Rate-Accuracy Trade-Off in Video Classification With Deep Convolutional Neural Networks

Advanced video classification systems decode video frames to derive texture and motion representations for ingestion and analysis by spatio–temporal deep convolutional neural networks (CNNs). However, when considering visual Internet-of-Things applications, surveillance systems, and semantic crawlers of large video repositories, the video capture and the CNN-based semantic analysis parts do not tend to be co-located. This necessitates the transport of compressed video over networks and incurs significant overhead in bandwidth and energy consumption, thereby significantly undermining the deployment potential of such systems. In this paper, we investigate the trade-off between the encoding bitrate and the achievable accuracy of CNN-based video classification models that directly ingest AVC/H.264 and HEVC encoded videos.
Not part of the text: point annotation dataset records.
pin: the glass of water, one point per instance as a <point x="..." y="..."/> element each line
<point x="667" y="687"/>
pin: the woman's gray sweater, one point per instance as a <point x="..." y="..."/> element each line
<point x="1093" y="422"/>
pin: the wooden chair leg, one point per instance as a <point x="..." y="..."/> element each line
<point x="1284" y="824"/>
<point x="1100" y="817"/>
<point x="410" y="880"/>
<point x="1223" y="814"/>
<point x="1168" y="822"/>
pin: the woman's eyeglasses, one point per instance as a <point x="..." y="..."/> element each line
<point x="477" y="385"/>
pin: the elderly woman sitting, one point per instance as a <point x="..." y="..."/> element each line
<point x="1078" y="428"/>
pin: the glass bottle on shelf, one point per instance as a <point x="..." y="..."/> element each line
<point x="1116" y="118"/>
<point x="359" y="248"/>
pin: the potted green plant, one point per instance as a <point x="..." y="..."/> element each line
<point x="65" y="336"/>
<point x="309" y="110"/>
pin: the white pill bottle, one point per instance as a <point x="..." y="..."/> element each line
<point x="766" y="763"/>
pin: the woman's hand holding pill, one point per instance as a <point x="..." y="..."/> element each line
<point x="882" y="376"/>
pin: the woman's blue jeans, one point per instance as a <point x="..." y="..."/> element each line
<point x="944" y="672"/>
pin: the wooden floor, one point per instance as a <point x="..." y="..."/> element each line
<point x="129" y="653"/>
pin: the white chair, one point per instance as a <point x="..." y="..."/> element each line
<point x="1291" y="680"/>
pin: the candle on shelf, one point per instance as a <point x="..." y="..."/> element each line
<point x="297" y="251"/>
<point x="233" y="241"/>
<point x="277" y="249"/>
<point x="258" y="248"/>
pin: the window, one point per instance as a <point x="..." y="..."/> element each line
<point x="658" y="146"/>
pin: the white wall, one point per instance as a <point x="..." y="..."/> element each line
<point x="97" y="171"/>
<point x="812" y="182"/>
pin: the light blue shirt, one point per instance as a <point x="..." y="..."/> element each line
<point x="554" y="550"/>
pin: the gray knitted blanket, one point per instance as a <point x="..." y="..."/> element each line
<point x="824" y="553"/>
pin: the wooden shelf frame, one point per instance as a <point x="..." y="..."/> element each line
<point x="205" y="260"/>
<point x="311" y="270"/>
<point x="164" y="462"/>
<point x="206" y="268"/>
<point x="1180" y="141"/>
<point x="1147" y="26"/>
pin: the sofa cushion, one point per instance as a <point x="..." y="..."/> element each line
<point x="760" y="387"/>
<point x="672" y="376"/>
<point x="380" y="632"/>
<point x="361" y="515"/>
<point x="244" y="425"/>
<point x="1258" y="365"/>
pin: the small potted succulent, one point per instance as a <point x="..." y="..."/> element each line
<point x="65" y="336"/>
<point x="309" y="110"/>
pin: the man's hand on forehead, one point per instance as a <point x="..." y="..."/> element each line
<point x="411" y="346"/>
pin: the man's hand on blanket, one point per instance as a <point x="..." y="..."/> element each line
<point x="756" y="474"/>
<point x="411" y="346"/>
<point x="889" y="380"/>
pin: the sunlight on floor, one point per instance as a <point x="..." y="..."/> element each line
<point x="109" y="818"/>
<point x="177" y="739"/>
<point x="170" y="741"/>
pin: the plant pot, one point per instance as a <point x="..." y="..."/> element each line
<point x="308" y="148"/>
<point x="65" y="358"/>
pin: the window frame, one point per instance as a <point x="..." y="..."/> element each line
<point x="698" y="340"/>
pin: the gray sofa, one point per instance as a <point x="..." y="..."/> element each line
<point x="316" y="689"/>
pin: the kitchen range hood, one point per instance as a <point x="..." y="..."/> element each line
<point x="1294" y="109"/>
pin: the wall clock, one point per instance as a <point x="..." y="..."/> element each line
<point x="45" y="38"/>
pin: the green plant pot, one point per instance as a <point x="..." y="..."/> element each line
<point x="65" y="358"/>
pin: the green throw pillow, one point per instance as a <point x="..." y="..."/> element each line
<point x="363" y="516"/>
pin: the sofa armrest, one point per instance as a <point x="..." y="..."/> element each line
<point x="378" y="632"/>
Instead of retaining entire compressed video bitstreams and applying complex optical flow calculations prior to CNN processing, we only retain motion vector and select texture information at significantly reduced bitrates and apply no additional processing prior to CNN ingestion. Based on three CNN architectures and two action recognition datasets, we achieve 11%–94% savings in bitrate with marginal effect on classification accuracy. A model-based selection between multiple CNNs increases these savings further to the point where, if up to 7% loss of accuracy can be tolerated, video classification can take place with as little as 3 kb/s for the transport of the required compressed video information to the system implementing the CNN models.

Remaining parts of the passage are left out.